Students at Cerritos College are questioning why special NASA internships are restricted to their illegal immigrant classmates, and are urging the student senate to open the opportunity to all.
Last week, the Associated Students of Cerritos College Senate considered a funding increase to add two additional slots to the school’s coveted Arduino Internship Opportunity – part of the NASA California Grant Community College STEM Project, the Talon Marks reports.
The scholarship allows college students to create projects that are evaluated by NASA, and there’s currently 10 students participating. But some students at the meeting pointed out that the program is currently setup to benefit only “undocumented” students or international students, and should be available to everyone.
“I believe the senate wanted to cover the entire spectrum of people who are impacted by the restrictions in funding of the program, the amending today was to make sure they covered everyone,” ASCC Vice President David Ramirez said.
“The professors already have it at heart that they want to fund students who are undocumented, … or international students.

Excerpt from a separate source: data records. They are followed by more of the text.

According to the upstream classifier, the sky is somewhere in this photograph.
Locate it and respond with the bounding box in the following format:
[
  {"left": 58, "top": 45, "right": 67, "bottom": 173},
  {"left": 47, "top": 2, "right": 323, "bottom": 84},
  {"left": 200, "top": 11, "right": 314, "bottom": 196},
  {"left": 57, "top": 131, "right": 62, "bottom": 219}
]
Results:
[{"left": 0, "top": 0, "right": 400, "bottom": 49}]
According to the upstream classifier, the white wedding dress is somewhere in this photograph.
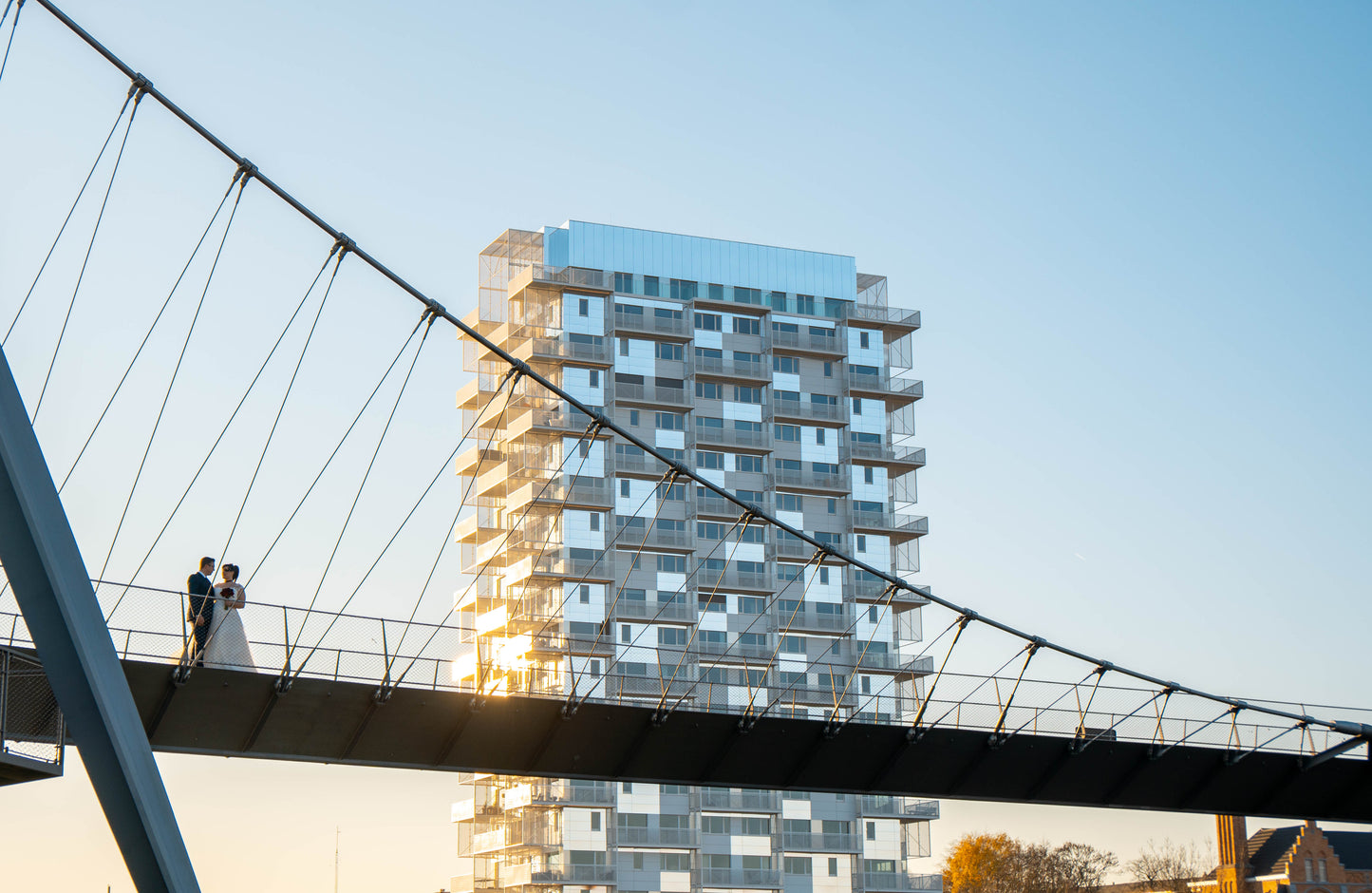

They wanted that on paper,” he said. “I think that it’s not fair when students who have that capacity or exceed that capacity are not able to do so because the fact that they are deemed a category of people who are ineligible.”
Senator Robert Campbell seemed to agree.
“My concern is if we expand the scope of this or we reallocate absolutely anything, we want to make sure we don’t give just a certain specific group of people this opportunity,” he told Talon Marks.
“Especially if we increase it to more than two students like we did last year. We want to extend this opportunity to all students on the campus,” Campbell said.
“The wording that we had currently didn’t allow for anyone outside of undocumented … students.”Other students supported the push to formally restrict the special NASA internships to illegal immigrants and international students.
“Albert Einstein was an immigrant, and he was a genius,” Senator Christopher Rodriguez said. “I think it’s better to bring people from different countries and cultures, and gain from their knowledge.”
Ariana Hernandez, a member of the schools Dreamers Club, thinks it’s “unfair” all illegal immigrant students don’t automatically receive a NASA internship.
“I felt it was unfair to add only two students,” she said, “we do the same amount of work.”
And while some illegal immigrant students are eligible for in-state tuition, if they went to high school in California, Hernandez believes the student senate should to more to help them succeed.
“They have to add a total of six students” to the NASA internship program, “to include all students here at Cerritos College,” she said.
Neither the Cerritos College news release announcing the opportunity last year, nor promotional flyers for informational sessions for 2018, mention the fact that illegal immigrant students receive preference in the application process.
The Cerritos student government ultimately opted to table the discussion about the NASA internship until their next meeting.